Justice Lane dead-ends at the county jail and passes by the future–but currently stalled–training facility for the Florida State Guard that broke ground a year ago. The SMA event followed the usual choreography of groundbreakings–a few speeches, a few bursts of applause, the ceremonial tossing of dirt in the air with golden shovels in front of massive construction equipment (the workers were told to have a long lunch). 

When Leann Pennington stepped to the mic, she got the biggest round of applause in recognition of her new role as chair of the County Commission, replacing Andy Dance, who’d filled that role for two years.
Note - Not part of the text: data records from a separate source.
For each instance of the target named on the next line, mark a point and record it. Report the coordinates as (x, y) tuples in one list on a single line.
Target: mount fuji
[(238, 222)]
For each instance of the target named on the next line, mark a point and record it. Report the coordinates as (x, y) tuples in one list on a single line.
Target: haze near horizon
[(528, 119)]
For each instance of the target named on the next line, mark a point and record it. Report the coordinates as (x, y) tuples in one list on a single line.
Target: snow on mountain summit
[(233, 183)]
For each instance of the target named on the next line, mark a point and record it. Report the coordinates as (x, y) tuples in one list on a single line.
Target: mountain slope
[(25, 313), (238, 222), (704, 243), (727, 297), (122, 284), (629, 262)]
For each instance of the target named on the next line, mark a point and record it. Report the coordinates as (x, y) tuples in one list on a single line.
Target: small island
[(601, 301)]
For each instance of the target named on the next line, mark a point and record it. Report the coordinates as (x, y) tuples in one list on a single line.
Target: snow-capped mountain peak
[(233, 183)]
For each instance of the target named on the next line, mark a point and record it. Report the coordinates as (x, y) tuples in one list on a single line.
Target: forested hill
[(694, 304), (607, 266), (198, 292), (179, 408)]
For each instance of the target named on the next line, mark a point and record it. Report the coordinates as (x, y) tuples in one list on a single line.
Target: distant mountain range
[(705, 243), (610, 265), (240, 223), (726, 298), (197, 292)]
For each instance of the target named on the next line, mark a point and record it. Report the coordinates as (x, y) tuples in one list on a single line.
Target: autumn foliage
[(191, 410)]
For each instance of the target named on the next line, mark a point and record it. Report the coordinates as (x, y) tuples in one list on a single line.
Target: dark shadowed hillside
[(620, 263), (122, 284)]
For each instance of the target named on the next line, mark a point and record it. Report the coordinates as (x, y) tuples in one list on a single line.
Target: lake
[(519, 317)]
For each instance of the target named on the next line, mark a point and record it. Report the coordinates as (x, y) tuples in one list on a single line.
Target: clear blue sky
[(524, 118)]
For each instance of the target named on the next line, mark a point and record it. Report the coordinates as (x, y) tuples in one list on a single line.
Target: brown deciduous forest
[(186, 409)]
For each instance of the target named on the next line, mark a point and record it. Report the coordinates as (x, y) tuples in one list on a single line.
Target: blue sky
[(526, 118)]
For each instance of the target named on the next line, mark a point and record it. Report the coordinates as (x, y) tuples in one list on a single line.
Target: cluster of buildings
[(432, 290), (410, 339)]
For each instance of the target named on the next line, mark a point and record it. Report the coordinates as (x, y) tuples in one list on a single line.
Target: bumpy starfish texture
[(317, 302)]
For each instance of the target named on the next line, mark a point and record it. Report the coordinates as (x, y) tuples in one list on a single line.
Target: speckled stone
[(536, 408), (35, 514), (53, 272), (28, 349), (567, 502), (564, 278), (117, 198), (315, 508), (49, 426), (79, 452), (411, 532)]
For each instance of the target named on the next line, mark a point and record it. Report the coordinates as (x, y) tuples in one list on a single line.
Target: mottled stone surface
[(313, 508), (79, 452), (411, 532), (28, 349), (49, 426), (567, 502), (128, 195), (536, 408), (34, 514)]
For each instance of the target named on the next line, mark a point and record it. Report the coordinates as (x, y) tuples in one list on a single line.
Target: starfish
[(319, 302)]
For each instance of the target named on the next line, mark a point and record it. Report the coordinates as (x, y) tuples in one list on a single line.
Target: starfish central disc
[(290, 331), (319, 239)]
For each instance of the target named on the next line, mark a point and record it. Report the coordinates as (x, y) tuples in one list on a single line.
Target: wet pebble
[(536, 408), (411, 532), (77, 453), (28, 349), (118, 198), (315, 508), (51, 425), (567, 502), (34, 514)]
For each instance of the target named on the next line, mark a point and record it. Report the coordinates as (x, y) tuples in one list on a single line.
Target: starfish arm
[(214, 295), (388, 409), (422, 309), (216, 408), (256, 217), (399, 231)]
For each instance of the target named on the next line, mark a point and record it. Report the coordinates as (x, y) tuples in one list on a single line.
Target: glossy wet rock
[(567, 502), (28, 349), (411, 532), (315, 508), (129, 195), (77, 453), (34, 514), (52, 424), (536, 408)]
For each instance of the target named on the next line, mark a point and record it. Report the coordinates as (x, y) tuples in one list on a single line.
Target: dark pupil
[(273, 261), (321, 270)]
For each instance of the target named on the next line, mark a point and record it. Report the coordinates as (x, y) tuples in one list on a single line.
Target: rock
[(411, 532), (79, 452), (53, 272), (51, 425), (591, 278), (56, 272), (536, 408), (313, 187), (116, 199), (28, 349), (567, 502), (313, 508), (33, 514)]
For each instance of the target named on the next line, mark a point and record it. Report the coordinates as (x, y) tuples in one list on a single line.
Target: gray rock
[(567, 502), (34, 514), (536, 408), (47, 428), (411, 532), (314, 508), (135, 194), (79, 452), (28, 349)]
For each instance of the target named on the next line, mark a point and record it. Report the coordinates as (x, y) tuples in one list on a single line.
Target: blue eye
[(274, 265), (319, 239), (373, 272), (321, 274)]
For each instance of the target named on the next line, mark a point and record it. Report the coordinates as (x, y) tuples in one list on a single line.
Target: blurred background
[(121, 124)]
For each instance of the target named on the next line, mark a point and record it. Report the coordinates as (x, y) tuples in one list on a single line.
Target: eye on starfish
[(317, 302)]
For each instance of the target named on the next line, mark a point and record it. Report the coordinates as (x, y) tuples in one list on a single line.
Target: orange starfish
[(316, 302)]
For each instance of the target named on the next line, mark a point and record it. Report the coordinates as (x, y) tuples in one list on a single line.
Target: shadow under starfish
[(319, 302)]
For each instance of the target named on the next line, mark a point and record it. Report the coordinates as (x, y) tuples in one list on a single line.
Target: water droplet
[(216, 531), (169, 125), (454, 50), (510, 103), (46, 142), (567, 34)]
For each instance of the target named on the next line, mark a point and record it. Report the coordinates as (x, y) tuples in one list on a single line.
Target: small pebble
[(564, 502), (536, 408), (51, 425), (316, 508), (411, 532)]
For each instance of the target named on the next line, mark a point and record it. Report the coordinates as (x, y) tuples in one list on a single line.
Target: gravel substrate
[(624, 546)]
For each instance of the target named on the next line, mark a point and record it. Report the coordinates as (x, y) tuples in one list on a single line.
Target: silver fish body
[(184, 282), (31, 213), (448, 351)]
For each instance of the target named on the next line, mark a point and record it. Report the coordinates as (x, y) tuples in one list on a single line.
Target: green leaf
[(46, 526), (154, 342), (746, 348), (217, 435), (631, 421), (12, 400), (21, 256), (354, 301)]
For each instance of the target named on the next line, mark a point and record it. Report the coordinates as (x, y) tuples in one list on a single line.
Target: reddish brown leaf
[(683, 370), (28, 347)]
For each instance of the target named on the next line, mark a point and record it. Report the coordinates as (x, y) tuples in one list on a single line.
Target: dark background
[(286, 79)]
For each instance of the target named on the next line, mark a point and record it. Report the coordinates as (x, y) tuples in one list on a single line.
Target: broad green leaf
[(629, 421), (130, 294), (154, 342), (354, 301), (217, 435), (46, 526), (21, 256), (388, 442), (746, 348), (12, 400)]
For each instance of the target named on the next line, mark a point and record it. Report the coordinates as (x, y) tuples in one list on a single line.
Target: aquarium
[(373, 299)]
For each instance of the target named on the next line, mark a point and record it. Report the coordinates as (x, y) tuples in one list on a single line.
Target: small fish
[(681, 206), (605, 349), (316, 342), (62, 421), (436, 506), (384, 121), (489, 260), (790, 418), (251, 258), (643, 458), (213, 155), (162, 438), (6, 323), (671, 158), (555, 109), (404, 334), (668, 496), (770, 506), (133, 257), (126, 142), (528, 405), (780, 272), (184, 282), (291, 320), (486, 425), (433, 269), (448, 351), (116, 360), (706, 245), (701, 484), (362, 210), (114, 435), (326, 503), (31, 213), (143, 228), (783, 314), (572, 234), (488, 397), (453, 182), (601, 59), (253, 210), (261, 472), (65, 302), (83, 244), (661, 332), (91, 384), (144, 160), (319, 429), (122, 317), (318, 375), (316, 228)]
The commission had elected her the previous day with elegance the School Board could learn from. Pennington called it “a milestone event” and “a testament to the strength of the public-private partnership between Flagler County and SMA Healthcare.” Most of her commission colleagues were there, as was Bunnell Mayor Catherine Robinson and senior members of the Bunnell and county administrations. 

“This facility represents hope, access and a stronger behavioral health safety net for our community,” Pennington said. 

Cosimi, for a dozen years the CEO at SMA, was next, describing the facility’s place in a “continuum of services” that’s turning that segment of Justice Lane into a campus for behavioral health. (Bunnell City Manager Alvin Jackson sees the campus as part of “an employment center” in a sector of government and non-profit facilities.) 

“So over in that direction,” Cosimi pointed toward Justice Lane, “we have outpatient services, we have women’s residential services, we have a pharmacy, we offer primary care.” The new facility has been talked about for 10 years, he said. Andrew Williams, SMA’s vice president for Flagler County Services, pulled off a little stand-up routine at the mic, roasting his boss for letting him know only an hour before that he’d have to deliver a speech before the crowd, setting himself up by citing the building’s new address: 101 Old Haw Creek Road. “Every time I say that, I want to say hee haw,” he said. He was apparently a Dukes of Hazzard fan, too. 

He said the facility will create 80 jobs, spoke the “continuum of care” line, and concluded: “Today, we’re not just breaking ground on a building. We’re building a place where healing begins and hope takes root.” He did not say hee haw.